Bold, Experimental 'Asterios' Expands Graphic Genre
Show someone a copy of Asterios Polyp and their reaction, upon skimming a page or two of David Mazzucchelli's deceptively simple, yet supremely innovative graphic novel, might be, "So why all the fuss?"
It's true, there's a throwback element to the way Mazzucchelli embraces the open, highly stylized character design of '50s-era cartoons — you can almost imagine his titular hero tossing off bon mots in an old Bennett Cerf joke book or popping up in the background at one of those cocktail parties Dennis the Menace's parents used to throw.
And yes, the book has garnered a remarkable amount of attention — Asterios Polyp was released just over a month ago, but is already on its way to becoming one of the most critically acclaimed graphic novels of this or any year.
One reason for that: We've been waiting a while.

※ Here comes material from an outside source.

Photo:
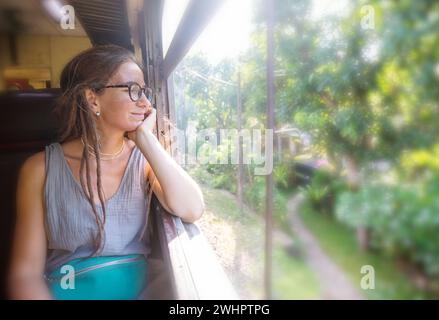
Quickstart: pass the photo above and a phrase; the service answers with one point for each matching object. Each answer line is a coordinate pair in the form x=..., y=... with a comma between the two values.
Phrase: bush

Mazzucchelli made his bones in the '80s as the artist on Daredevil and Frank Miller's seminal Batman: Year One, where he brought a textured humanity to the superhero milieu. His heavy linework and use of shadow accentuated every unsavory detail of Gotham's grimy urban hellscape, every crease and bloodstain of the Bat-costume.

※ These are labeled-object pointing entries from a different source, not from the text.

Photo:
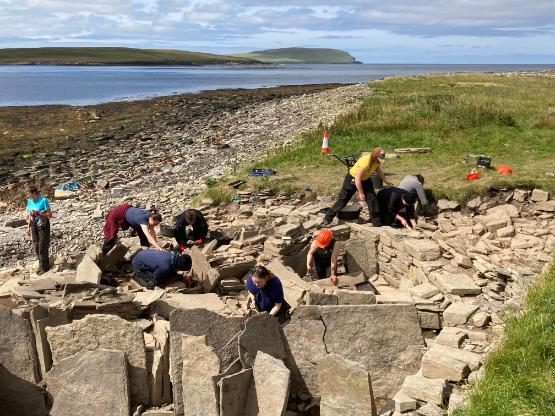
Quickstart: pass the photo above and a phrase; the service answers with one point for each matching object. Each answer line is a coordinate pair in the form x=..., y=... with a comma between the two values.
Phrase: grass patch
x=510, y=118
x=519, y=378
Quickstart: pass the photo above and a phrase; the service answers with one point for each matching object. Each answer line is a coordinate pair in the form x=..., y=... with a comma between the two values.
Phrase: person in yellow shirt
x=359, y=181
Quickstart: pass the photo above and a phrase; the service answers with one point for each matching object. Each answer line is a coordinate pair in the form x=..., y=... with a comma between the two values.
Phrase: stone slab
x=90, y=383
x=106, y=332
x=17, y=347
x=345, y=388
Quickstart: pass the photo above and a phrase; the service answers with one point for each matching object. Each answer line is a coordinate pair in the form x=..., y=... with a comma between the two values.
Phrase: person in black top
x=392, y=201
x=323, y=253
x=184, y=237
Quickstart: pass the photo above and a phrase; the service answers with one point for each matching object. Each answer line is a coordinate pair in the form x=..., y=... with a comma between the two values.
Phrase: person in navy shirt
x=266, y=293
x=155, y=268
x=38, y=225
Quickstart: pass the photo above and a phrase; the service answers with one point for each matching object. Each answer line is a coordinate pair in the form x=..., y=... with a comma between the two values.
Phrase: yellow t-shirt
x=364, y=163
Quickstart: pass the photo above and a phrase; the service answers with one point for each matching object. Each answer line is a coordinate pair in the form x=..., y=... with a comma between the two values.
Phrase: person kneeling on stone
x=124, y=216
x=156, y=268
x=266, y=294
x=323, y=254
x=397, y=207
x=184, y=237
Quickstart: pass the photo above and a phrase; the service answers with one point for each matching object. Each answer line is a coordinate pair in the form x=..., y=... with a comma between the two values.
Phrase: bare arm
x=150, y=235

A graphic novel adaptation of Paul Auster's City of Glass followed, along with shorter pieces in various alt-comics anthologies, but he turned to teaching as he strove to finish what would become Asterios Polyp, his first full-length work. Now, after nine years of relative silence, it has finally arrived, and nothing we've seen from him before could have prepared us for it.
It's the book's sheer audacity of form that has critics and fellow creators hailing its arrival. Mazzucchelli knows exactly what he's doing with that clean, cartoony style and his generous use of white space — he's inviting the eye, drawing the reader in. And once that happens, it doesn't take long for Asterios Polyp to reveal itself as a daring experiment that succeeds without seeming experimental, a multi-layered read that uses every tool available to the comics artist to engage us on a deep, intuitive level.
"What if reality (as perceived) were simply an extension of the self?" asks the narrator early on, and it's that heady question that Mazzucchelli proceeds to answer over the next 300 pages. Or rather, he shapes the visual world around his characters so that the answer to that question resolves steadily, unmistakably into focus.
Asterios Polyp is an architect who has built a successful academic career on the power of his theories alone. Casually arrogant and infatuated with the notion of duality — he is never happier than when imposing his simplistic, black-or-white worldview on others — Asterios finds his New York City apartment destroyed by a lightning strike. What happens next, as he leaves his old life behind and builds a new one in a small Midwestern town, is the familiar stuff of contemporary literary fiction — how it happens, however, is what makes Asterios Polyp such a singular creation and a quintessential example of what the graphic novel — and only the graphic novel — can do.
In flashbacks, we see Asterios blithely asserting his dualistic understanding of the world to anyone who'll listen. All the while, with every page, Mazzucchelli uses form, color, line and even the differing fonts of characters' word balloons to tweak his protagonist's beliefs, to both confound and enrich the man at every turn.
Asterios, for example, is drawn with a crisp, exacting blue line; his wife Hana emerges out of rough, red, solid shapes. During their courtship, Mazzucchelli allows man and woman to take on shades of each other's color and aspects of each other's form. As their relationship deteriorates, both revert to their original designs and reshape the very page around them, reflecting their anger and hurt.
It should feel schematic, even airless, but because Mazzucchelli's approach is so bracingly playful throughout, Asterios Polyp is a fast, fun read. It's also a work that has been carefully wrought to take optimum advantage of comics' singularly hybrid nature. Asterios Polyp is all the more remarkable because the achievement it represents is so delicate and ephemeral — it's a tale that could only be told on the knife-edge where text and art come seamlessly together.